The soup starts by browning a thinly sliced onion under a heap of fresh mushrooms. The temptation to stir while the onions are browning is strong, but if you restrain yourself as the recipe suggests, you'll be rewarded with the most beautifully browned onion and mushroom aroma and flavour. The extra mushroom goodness comes from soaking dried porcini mushrooms in boiling water to create a dark and delicious broth for the soup. You can find packages of dried mushrooms in the produce department of most grocery stores.
Although this is a new recipe from me, I am already confident it will become a classic in my kitchen that I'll make again and again. You can get the easy recipe below. I hope it becomes a classic in your kitchen too.
Two Mushroom Soup with Parmesan CroutonsServes 4-6
For the soup:
1 package (14 g) dried porcini mushrooms
2 tbsp (30 mL) olive oil
1 medium onion, thinly sliced
1 lb (450 g) fresh white or cremini mushrooms, sliced
2 tbsp (30 mL) white wine
1/3 cup (75 mL) all-purpose flour
1 box (946 mL) chicken or vegetable stock
1/2 tsp (2 mL) dried thyme
1 tsp (5 mL) salt
1/4 tsp (1 mL) black pepper
1 cup (250 mL) half and half cream
For the croutons:
2 tbsp (30 mL) olive oil
3 slices of fresh or day-old bakery bread (any kind), cubed2 tsp (10 mL) grated parmesan
Place the dried porcini mushrooms in a heat-proof container or bowl. Pour three cups of boiling water over the mushrooms and set aside to soak.
Warm the olive oil in a dutch oven or large soup pot over medium heat. Add the sliced onion and cover with the fresh mushrooms. Allow to cook for 10 minutes without stirring. Stir and cook another five minutes. At this point you can set aside a small amount of mushrooms as a garnish if you wish (optional).
Pour in the white wine and stir with a wooden spoon, scraping any brown bits off the bottom of the pot. Add the flour and stir well to coat. Pour in the porcini mushrooms and soaking liquid, as well as the chicken or vegetable stock. Add the thyme, salt and pepper. Bring to a boil and allow to bubble away for a minute or two to thicken slightly. Turn off the heat.

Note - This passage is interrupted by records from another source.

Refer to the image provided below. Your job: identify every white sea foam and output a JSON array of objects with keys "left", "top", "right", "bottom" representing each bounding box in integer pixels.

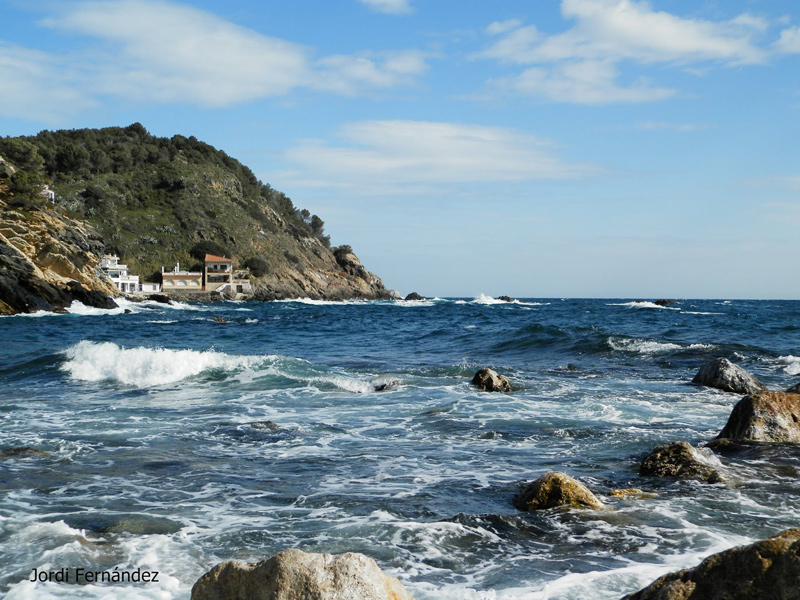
[
  {"left": 778, "top": 354, "right": 800, "bottom": 375},
  {"left": 61, "top": 340, "right": 266, "bottom": 387},
  {"left": 608, "top": 300, "right": 680, "bottom": 310}
]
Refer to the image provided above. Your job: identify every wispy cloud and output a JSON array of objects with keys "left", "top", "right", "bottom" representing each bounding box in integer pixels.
[
  {"left": 0, "top": 0, "right": 428, "bottom": 118},
  {"left": 285, "top": 121, "right": 598, "bottom": 187},
  {"left": 358, "top": 0, "right": 414, "bottom": 15},
  {"left": 636, "top": 121, "right": 709, "bottom": 133},
  {"left": 774, "top": 25, "right": 800, "bottom": 54},
  {"left": 0, "top": 42, "right": 95, "bottom": 124},
  {"left": 473, "top": 0, "right": 776, "bottom": 104}
]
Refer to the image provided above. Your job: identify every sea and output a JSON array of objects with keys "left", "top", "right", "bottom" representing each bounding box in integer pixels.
[{"left": 0, "top": 295, "right": 800, "bottom": 600}]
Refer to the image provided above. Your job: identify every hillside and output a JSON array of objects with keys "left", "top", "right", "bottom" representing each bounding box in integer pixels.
[{"left": 0, "top": 123, "right": 389, "bottom": 310}]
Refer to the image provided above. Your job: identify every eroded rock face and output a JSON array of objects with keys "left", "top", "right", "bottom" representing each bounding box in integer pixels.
[
  {"left": 0, "top": 201, "right": 119, "bottom": 314},
  {"left": 514, "top": 471, "right": 605, "bottom": 512},
  {"left": 639, "top": 442, "right": 724, "bottom": 483},
  {"left": 622, "top": 529, "right": 800, "bottom": 600},
  {"left": 472, "top": 369, "right": 511, "bottom": 392},
  {"left": 692, "top": 358, "right": 766, "bottom": 394},
  {"left": 717, "top": 392, "right": 800, "bottom": 444},
  {"left": 192, "top": 549, "right": 413, "bottom": 600}
]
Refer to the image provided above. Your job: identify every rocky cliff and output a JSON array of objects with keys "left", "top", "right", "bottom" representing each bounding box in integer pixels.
[
  {"left": 0, "top": 200, "right": 117, "bottom": 315},
  {"left": 0, "top": 124, "right": 391, "bottom": 313}
]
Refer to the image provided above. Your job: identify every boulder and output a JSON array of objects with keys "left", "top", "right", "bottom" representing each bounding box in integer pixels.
[
  {"left": 192, "top": 549, "right": 413, "bottom": 600},
  {"left": 67, "top": 281, "right": 117, "bottom": 310},
  {"left": 639, "top": 442, "right": 724, "bottom": 483},
  {"left": 692, "top": 358, "right": 767, "bottom": 394},
  {"left": 472, "top": 368, "right": 511, "bottom": 392},
  {"left": 514, "top": 471, "right": 605, "bottom": 512},
  {"left": 717, "top": 392, "right": 800, "bottom": 444},
  {"left": 405, "top": 292, "right": 427, "bottom": 300},
  {"left": 622, "top": 529, "right": 800, "bottom": 600}
]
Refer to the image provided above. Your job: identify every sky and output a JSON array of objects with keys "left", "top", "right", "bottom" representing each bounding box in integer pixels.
[{"left": 0, "top": 0, "right": 800, "bottom": 299}]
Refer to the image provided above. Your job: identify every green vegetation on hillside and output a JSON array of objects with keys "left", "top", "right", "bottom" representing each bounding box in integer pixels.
[{"left": 0, "top": 123, "right": 330, "bottom": 276}]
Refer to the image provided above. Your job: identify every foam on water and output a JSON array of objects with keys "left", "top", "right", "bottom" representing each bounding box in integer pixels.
[{"left": 61, "top": 341, "right": 275, "bottom": 388}]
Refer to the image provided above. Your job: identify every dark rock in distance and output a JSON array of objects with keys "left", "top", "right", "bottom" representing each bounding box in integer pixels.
[
  {"left": 147, "top": 294, "right": 172, "bottom": 304},
  {"left": 639, "top": 442, "right": 724, "bottom": 483},
  {"left": 404, "top": 292, "right": 428, "bottom": 300},
  {"left": 622, "top": 529, "right": 800, "bottom": 600},
  {"left": 472, "top": 368, "right": 511, "bottom": 392},
  {"left": 192, "top": 549, "right": 413, "bottom": 600},
  {"left": 717, "top": 392, "right": 800, "bottom": 444},
  {"left": 67, "top": 281, "right": 118, "bottom": 310},
  {"left": 692, "top": 358, "right": 767, "bottom": 394},
  {"left": 514, "top": 471, "right": 605, "bottom": 512}
]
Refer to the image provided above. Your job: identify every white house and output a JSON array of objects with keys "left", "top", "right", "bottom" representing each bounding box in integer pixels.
[{"left": 100, "top": 254, "right": 141, "bottom": 294}]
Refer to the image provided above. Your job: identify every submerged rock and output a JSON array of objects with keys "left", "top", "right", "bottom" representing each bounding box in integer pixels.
[
  {"left": 639, "top": 442, "right": 724, "bottom": 483},
  {"left": 622, "top": 529, "right": 800, "bottom": 600},
  {"left": 514, "top": 471, "right": 605, "bottom": 512},
  {"left": 192, "top": 549, "right": 413, "bottom": 600},
  {"left": 0, "top": 446, "right": 50, "bottom": 460},
  {"left": 405, "top": 292, "right": 427, "bottom": 300},
  {"left": 692, "top": 358, "right": 767, "bottom": 394},
  {"left": 472, "top": 368, "right": 511, "bottom": 392},
  {"left": 717, "top": 392, "right": 800, "bottom": 444}
]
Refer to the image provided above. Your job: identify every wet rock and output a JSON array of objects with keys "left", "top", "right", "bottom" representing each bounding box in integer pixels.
[
  {"left": 639, "top": 442, "right": 724, "bottom": 483},
  {"left": 717, "top": 392, "right": 800, "bottom": 444},
  {"left": 67, "top": 281, "right": 117, "bottom": 310},
  {"left": 608, "top": 488, "right": 658, "bottom": 500},
  {"left": 514, "top": 471, "right": 605, "bottom": 512},
  {"left": 147, "top": 294, "right": 172, "bottom": 304},
  {"left": 192, "top": 549, "right": 413, "bottom": 600},
  {"left": 405, "top": 292, "right": 427, "bottom": 300},
  {"left": 472, "top": 368, "right": 511, "bottom": 392},
  {"left": 622, "top": 529, "right": 800, "bottom": 600},
  {"left": 692, "top": 358, "right": 767, "bottom": 394},
  {"left": 0, "top": 446, "right": 50, "bottom": 460}
]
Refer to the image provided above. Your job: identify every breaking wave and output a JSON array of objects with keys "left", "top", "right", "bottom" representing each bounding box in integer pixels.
[{"left": 61, "top": 340, "right": 274, "bottom": 387}]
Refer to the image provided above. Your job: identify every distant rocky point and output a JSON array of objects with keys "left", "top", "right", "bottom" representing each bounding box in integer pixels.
[{"left": 0, "top": 123, "right": 394, "bottom": 314}]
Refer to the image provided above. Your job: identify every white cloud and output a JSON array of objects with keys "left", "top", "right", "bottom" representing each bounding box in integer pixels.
[
  {"left": 773, "top": 25, "right": 800, "bottom": 54},
  {"left": 473, "top": 0, "right": 768, "bottom": 104},
  {"left": 497, "top": 60, "right": 675, "bottom": 104},
  {"left": 286, "top": 121, "right": 597, "bottom": 187},
  {"left": 7, "top": 0, "right": 427, "bottom": 113},
  {"left": 486, "top": 19, "right": 522, "bottom": 35},
  {"left": 0, "top": 42, "right": 94, "bottom": 124},
  {"left": 359, "top": 0, "right": 413, "bottom": 15},
  {"left": 311, "top": 50, "right": 428, "bottom": 96}
]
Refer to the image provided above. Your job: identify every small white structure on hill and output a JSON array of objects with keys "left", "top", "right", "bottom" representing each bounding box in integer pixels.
[{"left": 100, "top": 254, "right": 140, "bottom": 294}]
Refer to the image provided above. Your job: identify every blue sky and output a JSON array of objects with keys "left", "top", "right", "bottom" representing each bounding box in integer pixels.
[{"left": 0, "top": 0, "right": 800, "bottom": 298}]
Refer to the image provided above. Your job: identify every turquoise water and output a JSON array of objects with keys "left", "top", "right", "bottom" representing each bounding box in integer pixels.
[{"left": 0, "top": 297, "right": 800, "bottom": 599}]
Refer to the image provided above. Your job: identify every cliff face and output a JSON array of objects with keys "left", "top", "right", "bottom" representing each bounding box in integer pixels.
[
  {"left": 0, "top": 124, "right": 391, "bottom": 314},
  {"left": 0, "top": 200, "right": 117, "bottom": 315}
]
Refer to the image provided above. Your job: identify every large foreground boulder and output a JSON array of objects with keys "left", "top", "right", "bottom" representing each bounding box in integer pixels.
[
  {"left": 192, "top": 549, "right": 413, "bottom": 600},
  {"left": 692, "top": 358, "right": 767, "bottom": 394},
  {"left": 472, "top": 369, "right": 511, "bottom": 392},
  {"left": 639, "top": 442, "right": 724, "bottom": 483},
  {"left": 514, "top": 471, "right": 605, "bottom": 512},
  {"left": 717, "top": 392, "right": 800, "bottom": 444},
  {"left": 622, "top": 529, "right": 800, "bottom": 600}
]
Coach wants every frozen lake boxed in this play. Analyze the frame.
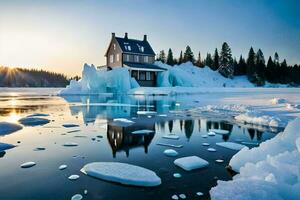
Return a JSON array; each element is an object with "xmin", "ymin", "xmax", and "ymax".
[{"xmin": 0, "ymin": 88, "xmax": 300, "ymax": 199}]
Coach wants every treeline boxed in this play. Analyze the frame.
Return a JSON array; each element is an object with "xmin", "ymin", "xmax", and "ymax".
[
  {"xmin": 157, "ymin": 42, "xmax": 300, "ymax": 86},
  {"xmin": 0, "ymin": 67, "xmax": 76, "ymax": 87}
]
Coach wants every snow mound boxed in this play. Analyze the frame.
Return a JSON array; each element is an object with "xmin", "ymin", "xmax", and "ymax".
[
  {"xmin": 0, "ymin": 122, "xmax": 22, "ymax": 135},
  {"xmin": 81, "ymin": 162, "xmax": 161, "ymax": 187},
  {"xmin": 19, "ymin": 117, "xmax": 50, "ymax": 126},
  {"xmin": 164, "ymin": 149, "xmax": 178, "ymax": 157},
  {"xmin": 210, "ymin": 118, "xmax": 300, "ymax": 200},
  {"xmin": 216, "ymin": 142, "xmax": 248, "ymax": 151},
  {"xmin": 174, "ymin": 156, "xmax": 209, "ymax": 171},
  {"xmin": 59, "ymin": 64, "xmax": 138, "ymax": 95}
]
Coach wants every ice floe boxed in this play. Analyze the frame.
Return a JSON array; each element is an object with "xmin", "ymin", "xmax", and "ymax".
[
  {"xmin": 216, "ymin": 142, "xmax": 248, "ymax": 151},
  {"xmin": 19, "ymin": 117, "xmax": 50, "ymax": 126},
  {"xmin": 131, "ymin": 129, "xmax": 154, "ymax": 135},
  {"xmin": 0, "ymin": 122, "xmax": 22, "ymax": 136},
  {"xmin": 164, "ymin": 149, "xmax": 178, "ymax": 157},
  {"xmin": 68, "ymin": 174, "xmax": 79, "ymax": 181},
  {"xmin": 174, "ymin": 156, "xmax": 209, "ymax": 171},
  {"xmin": 162, "ymin": 134, "xmax": 179, "ymax": 140},
  {"xmin": 210, "ymin": 118, "xmax": 300, "ymax": 200},
  {"xmin": 21, "ymin": 161, "xmax": 36, "ymax": 168},
  {"xmin": 81, "ymin": 162, "xmax": 161, "ymax": 187}
]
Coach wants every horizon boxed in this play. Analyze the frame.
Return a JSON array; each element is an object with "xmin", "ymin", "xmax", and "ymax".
[{"xmin": 0, "ymin": 0, "xmax": 300, "ymax": 76}]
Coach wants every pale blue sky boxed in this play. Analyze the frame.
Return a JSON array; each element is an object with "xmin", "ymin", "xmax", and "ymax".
[{"xmin": 0, "ymin": 0, "xmax": 300, "ymax": 75}]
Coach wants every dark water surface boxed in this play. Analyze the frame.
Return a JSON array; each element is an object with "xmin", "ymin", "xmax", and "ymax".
[{"xmin": 0, "ymin": 89, "xmax": 278, "ymax": 200}]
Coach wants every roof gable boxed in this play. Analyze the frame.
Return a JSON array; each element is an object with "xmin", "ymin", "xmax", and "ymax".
[{"xmin": 115, "ymin": 37, "xmax": 155, "ymax": 55}]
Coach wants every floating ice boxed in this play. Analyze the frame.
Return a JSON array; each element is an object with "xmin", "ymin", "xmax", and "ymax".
[
  {"xmin": 21, "ymin": 162, "xmax": 36, "ymax": 168},
  {"xmin": 63, "ymin": 142, "xmax": 78, "ymax": 147},
  {"xmin": 62, "ymin": 124, "xmax": 79, "ymax": 128},
  {"xmin": 216, "ymin": 142, "xmax": 248, "ymax": 151},
  {"xmin": 58, "ymin": 165, "xmax": 68, "ymax": 170},
  {"xmin": 162, "ymin": 134, "xmax": 179, "ymax": 140},
  {"xmin": 174, "ymin": 156, "xmax": 209, "ymax": 171},
  {"xmin": 71, "ymin": 194, "xmax": 83, "ymax": 200},
  {"xmin": 157, "ymin": 142, "xmax": 183, "ymax": 148},
  {"xmin": 173, "ymin": 173, "xmax": 181, "ymax": 178},
  {"xmin": 81, "ymin": 162, "xmax": 161, "ymax": 187},
  {"xmin": 207, "ymin": 148, "xmax": 217, "ymax": 152},
  {"xmin": 0, "ymin": 142, "xmax": 16, "ymax": 152},
  {"xmin": 0, "ymin": 122, "xmax": 22, "ymax": 136},
  {"xmin": 131, "ymin": 129, "xmax": 154, "ymax": 135},
  {"xmin": 19, "ymin": 117, "xmax": 50, "ymax": 126},
  {"xmin": 209, "ymin": 129, "xmax": 229, "ymax": 135},
  {"xmin": 164, "ymin": 149, "xmax": 178, "ymax": 157},
  {"xmin": 68, "ymin": 174, "xmax": 79, "ymax": 181}
]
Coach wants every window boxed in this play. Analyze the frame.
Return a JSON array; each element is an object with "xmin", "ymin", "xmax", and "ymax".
[
  {"xmin": 146, "ymin": 72, "xmax": 151, "ymax": 81},
  {"xmin": 140, "ymin": 72, "xmax": 146, "ymax": 81},
  {"xmin": 144, "ymin": 56, "xmax": 149, "ymax": 62}
]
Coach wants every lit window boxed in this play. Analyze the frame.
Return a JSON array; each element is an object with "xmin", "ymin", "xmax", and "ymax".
[
  {"xmin": 146, "ymin": 72, "xmax": 151, "ymax": 81},
  {"xmin": 144, "ymin": 56, "xmax": 149, "ymax": 62}
]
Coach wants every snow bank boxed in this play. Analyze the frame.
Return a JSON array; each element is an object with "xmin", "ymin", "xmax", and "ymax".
[
  {"xmin": 210, "ymin": 118, "xmax": 300, "ymax": 200},
  {"xmin": 81, "ymin": 162, "xmax": 161, "ymax": 187},
  {"xmin": 60, "ymin": 64, "xmax": 138, "ymax": 95},
  {"xmin": 0, "ymin": 122, "xmax": 22, "ymax": 135}
]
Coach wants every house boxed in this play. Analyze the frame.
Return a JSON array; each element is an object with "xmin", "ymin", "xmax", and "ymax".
[{"xmin": 105, "ymin": 33, "xmax": 165, "ymax": 87}]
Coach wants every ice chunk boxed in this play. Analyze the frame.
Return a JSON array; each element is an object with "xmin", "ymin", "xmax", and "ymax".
[
  {"xmin": 81, "ymin": 162, "xmax": 161, "ymax": 187},
  {"xmin": 0, "ymin": 122, "xmax": 22, "ymax": 136},
  {"xmin": 216, "ymin": 142, "xmax": 248, "ymax": 151},
  {"xmin": 71, "ymin": 194, "xmax": 83, "ymax": 200},
  {"xmin": 68, "ymin": 174, "xmax": 79, "ymax": 181},
  {"xmin": 164, "ymin": 149, "xmax": 178, "ymax": 157},
  {"xmin": 19, "ymin": 117, "xmax": 50, "ymax": 126},
  {"xmin": 162, "ymin": 134, "xmax": 179, "ymax": 140},
  {"xmin": 21, "ymin": 161, "xmax": 36, "ymax": 168},
  {"xmin": 63, "ymin": 142, "xmax": 78, "ymax": 147},
  {"xmin": 131, "ymin": 129, "xmax": 154, "ymax": 135},
  {"xmin": 0, "ymin": 142, "xmax": 16, "ymax": 152},
  {"xmin": 62, "ymin": 124, "xmax": 79, "ymax": 128},
  {"xmin": 209, "ymin": 129, "xmax": 229, "ymax": 135},
  {"xmin": 157, "ymin": 142, "xmax": 183, "ymax": 148},
  {"xmin": 174, "ymin": 156, "xmax": 209, "ymax": 171},
  {"xmin": 58, "ymin": 165, "xmax": 68, "ymax": 170}
]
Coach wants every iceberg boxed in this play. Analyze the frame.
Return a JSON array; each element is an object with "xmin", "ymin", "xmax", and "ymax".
[
  {"xmin": 0, "ymin": 122, "xmax": 22, "ymax": 136},
  {"xmin": 81, "ymin": 162, "xmax": 161, "ymax": 187},
  {"xmin": 174, "ymin": 156, "xmax": 209, "ymax": 171}
]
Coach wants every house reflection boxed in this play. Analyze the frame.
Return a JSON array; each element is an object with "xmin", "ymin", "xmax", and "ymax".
[{"xmin": 107, "ymin": 123, "xmax": 155, "ymax": 158}]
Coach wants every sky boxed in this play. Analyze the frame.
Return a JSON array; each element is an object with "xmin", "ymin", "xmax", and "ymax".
[{"xmin": 0, "ymin": 0, "xmax": 300, "ymax": 76}]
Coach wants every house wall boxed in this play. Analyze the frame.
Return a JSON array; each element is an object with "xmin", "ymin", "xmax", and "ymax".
[{"xmin": 106, "ymin": 39, "xmax": 123, "ymax": 68}]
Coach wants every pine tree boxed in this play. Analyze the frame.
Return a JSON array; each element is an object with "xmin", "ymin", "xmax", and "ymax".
[
  {"xmin": 218, "ymin": 42, "xmax": 234, "ymax": 78},
  {"xmin": 178, "ymin": 51, "xmax": 183, "ymax": 65},
  {"xmin": 247, "ymin": 47, "xmax": 255, "ymax": 82},
  {"xmin": 183, "ymin": 46, "xmax": 195, "ymax": 63},
  {"xmin": 205, "ymin": 53, "xmax": 214, "ymax": 69},
  {"xmin": 166, "ymin": 48, "xmax": 174, "ymax": 66},
  {"xmin": 211, "ymin": 48, "xmax": 220, "ymax": 71},
  {"xmin": 195, "ymin": 51, "xmax": 204, "ymax": 67}
]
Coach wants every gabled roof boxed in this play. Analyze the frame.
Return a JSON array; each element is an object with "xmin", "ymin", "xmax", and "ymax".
[
  {"xmin": 115, "ymin": 37, "xmax": 155, "ymax": 56},
  {"xmin": 124, "ymin": 62, "xmax": 166, "ymax": 71}
]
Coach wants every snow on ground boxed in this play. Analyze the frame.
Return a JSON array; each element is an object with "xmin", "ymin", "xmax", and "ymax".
[
  {"xmin": 81, "ymin": 162, "xmax": 161, "ymax": 187},
  {"xmin": 210, "ymin": 118, "xmax": 300, "ymax": 200}
]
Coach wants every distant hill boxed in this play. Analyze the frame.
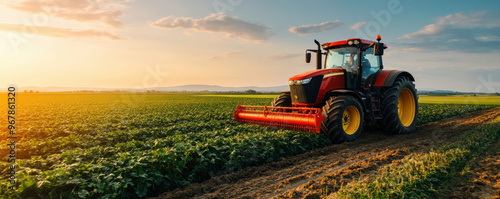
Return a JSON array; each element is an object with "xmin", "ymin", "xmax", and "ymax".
[{"xmin": 17, "ymin": 85, "xmax": 289, "ymax": 92}]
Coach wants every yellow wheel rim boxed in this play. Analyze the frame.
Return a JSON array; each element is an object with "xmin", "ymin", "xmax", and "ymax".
[
  {"xmin": 398, "ymin": 88, "xmax": 415, "ymax": 127},
  {"xmin": 342, "ymin": 106, "xmax": 361, "ymax": 135}
]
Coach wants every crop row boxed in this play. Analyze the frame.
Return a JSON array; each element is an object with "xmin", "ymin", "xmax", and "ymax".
[
  {"xmin": 0, "ymin": 94, "xmax": 496, "ymax": 198},
  {"xmin": 332, "ymin": 118, "xmax": 500, "ymax": 198}
]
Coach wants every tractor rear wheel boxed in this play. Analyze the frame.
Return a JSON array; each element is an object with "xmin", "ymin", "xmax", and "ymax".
[
  {"xmin": 271, "ymin": 92, "xmax": 292, "ymax": 107},
  {"xmin": 381, "ymin": 77, "xmax": 418, "ymax": 134},
  {"xmin": 321, "ymin": 96, "xmax": 364, "ymax": 144}
]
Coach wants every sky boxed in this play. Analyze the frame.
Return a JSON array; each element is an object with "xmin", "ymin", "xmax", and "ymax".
[{"xmin": 0, "ymin": 0, "xmax": 500, "ymax": 93}]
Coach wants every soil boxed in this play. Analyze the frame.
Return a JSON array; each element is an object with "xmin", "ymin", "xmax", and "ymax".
[
  {"xmin": 446, "ymin": 141, "xmax": 500, "ymax": 199},
  {"xmin": 151, "ymin": 107, "xmax": 500, "ymax": 199}
]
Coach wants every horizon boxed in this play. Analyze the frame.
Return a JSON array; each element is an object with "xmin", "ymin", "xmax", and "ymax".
[{"xmin": 0, "ymin": 0, "xmax": 500, "ymax": 93}]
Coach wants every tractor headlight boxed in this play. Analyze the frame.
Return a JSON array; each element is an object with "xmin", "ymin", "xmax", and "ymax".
[{"xmin": 299, "ymin": 77, "xmax": 312, "ymax": 84}]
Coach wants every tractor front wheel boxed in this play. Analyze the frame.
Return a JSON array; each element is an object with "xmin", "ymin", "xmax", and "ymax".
[
  {"xmin": 381, "ymin": 77, "xmax": 418, "ymax": 134},
  {"xmin": 321, "ymin": 96, "xmax": 364, "ymax": 144}
]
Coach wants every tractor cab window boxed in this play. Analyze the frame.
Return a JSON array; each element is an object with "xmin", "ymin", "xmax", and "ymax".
[
  {"xmin": 325, "ymin": 47, "xmax": 358, "ymax": 72},
  {"xmin": 361, "ymin": 47, "xmax": 380, "ymax": 82}
]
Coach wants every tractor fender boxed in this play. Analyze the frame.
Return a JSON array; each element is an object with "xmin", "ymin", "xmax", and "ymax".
[
  {"xmin": 373, "ymin": 70, "xmax": 415, "ymax": 87},
  {"xmin": 325, "ymin": 89, "xmax": 365, "ymax": 109}
]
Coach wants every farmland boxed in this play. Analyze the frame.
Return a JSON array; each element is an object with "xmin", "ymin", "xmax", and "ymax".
[{"xmin": 0, "ymin": 93, "xmax": 498, "ymax": 198}]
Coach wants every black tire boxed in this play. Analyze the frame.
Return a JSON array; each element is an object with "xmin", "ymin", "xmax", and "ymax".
[
  {"xmin": 380, "ymin": 77, "xmax": 418, "ymax": 134},
  {"xmin": 271, "ymin": 92, "xmax": 292, "ymax": 107},
  {"xmin": 321, "ymin": 96, "xmax": 364, "ymax": 144}
]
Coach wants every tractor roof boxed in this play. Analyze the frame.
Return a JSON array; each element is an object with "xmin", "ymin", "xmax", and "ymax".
[{"xmin": 322, "ymin": 38, "xmax": 387, "ymax": 48}]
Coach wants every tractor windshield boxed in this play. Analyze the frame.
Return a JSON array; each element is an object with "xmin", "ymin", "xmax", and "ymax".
[{"xmin": 325, "ymin": 47, "xmax": 358, "ymax": 71}]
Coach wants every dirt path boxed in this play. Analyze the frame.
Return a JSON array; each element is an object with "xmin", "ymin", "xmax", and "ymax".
[{"xmin": 152, "ymin": 107, "xmax": 500, "ymax": 199}]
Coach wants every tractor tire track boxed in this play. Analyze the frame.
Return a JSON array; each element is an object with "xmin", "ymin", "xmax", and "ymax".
[{"xmin": 152, "ymin": 107, "xmax": 500, "ymax": 199}]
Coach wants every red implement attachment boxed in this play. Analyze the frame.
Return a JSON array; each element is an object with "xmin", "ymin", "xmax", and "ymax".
[{"xmin": 234, "ymin": 105, "xmax": 325, "ymax": 133}]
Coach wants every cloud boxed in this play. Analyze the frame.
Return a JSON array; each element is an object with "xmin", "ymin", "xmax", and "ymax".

Puree using an immersion blender right in the pot, or by ladling into a traditional blender (if using a traditional blender, you will need to work in batches). Add the cream to the soup and heat through over medium heat until hot. Remove from the heat.
Warm the oil in a small frying pan over medium heat. Add the cubed bread and cook, turning often, until golden (usually 2-3 minutes, but it can depend on the type of bread). Remove from the heat. Add the parmesan to a bowl. Toss the croutons in the parmesan and serve on top of the hot soup with any reserved mushrooms as a garnish.